Bishop Seitz urged fellow Catholics to chip in, calling it a Christian duty. “We hope to provide a place where people in our country can turn to,” he said. “We as Christians have a responsibility to help people who are being left with no place to turn to right now.”
Despite the appeals for charity, some groups aren’t relying solely on goodwill. The USCCB filed a lawsuit in February to challenge Trump’s order and restart the flow of federal money. The bishops have long been major recipients of government funds through USAID and refugee resettlement programs—money they’ve used to transport and place thousands of illegal aliens across the country.
The Trump administration’s cuts come as part of a broader effort to dismantle the massive nonprofit network built under the Biden and Obama administrations to support migrants who entered the country illegally. President Trump’s agencies argue that taxpayer dollars should not be used to subsidize services for people who broke immigration law.
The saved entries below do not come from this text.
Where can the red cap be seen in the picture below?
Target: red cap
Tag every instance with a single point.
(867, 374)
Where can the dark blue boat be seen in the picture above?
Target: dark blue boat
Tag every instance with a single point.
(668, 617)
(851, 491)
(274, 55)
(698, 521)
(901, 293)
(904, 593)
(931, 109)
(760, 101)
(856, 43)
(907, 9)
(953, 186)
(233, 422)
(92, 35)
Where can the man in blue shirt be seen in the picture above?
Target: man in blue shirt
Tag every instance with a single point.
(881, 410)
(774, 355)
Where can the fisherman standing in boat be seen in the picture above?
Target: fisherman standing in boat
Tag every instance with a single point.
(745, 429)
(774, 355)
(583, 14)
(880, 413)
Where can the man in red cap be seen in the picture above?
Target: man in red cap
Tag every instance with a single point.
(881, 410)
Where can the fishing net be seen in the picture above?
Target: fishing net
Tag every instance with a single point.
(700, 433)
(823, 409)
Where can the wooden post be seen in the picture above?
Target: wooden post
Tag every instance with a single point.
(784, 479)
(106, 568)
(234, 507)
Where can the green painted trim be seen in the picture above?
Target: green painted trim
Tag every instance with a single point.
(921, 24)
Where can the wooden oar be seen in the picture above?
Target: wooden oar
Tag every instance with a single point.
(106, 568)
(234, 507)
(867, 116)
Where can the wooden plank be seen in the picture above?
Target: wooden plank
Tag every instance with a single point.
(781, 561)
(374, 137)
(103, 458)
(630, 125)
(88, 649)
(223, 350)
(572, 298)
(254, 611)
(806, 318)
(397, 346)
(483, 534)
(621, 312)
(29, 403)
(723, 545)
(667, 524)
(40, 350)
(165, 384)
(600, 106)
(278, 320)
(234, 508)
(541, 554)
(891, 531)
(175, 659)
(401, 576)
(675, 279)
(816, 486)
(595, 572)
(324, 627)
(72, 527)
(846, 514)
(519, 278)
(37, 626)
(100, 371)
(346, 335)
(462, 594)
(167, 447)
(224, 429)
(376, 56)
Critics of the former funding model say it created a sprawling “migrant industrial complex,” where NGOs made fortunes off government contracts while fueling the border crisis. Supporters of the cuts argue that returning to a merit-based and lawful immigration system means halting the incentives that encourage mass illegal migration.
Some nonprofits are already shutting down programs, laying off workers, and turning away people at the border. The Jesuit Refugee Service, for example, has reportedly scaled back its outreach efforts after losing a large portion of its federal support.
As the lawsuits make their way through the courts, the funding freeze continues—and so does the political war over who pays for the crisis at the southern border. The Trump administration shows no signs of reversing course.
With billions once funneled to migrant NGOs now cut off, and the federal spigot shut tight, one thing is clear: the taxpayer-funded era of open-border advocacy may finally be drying up.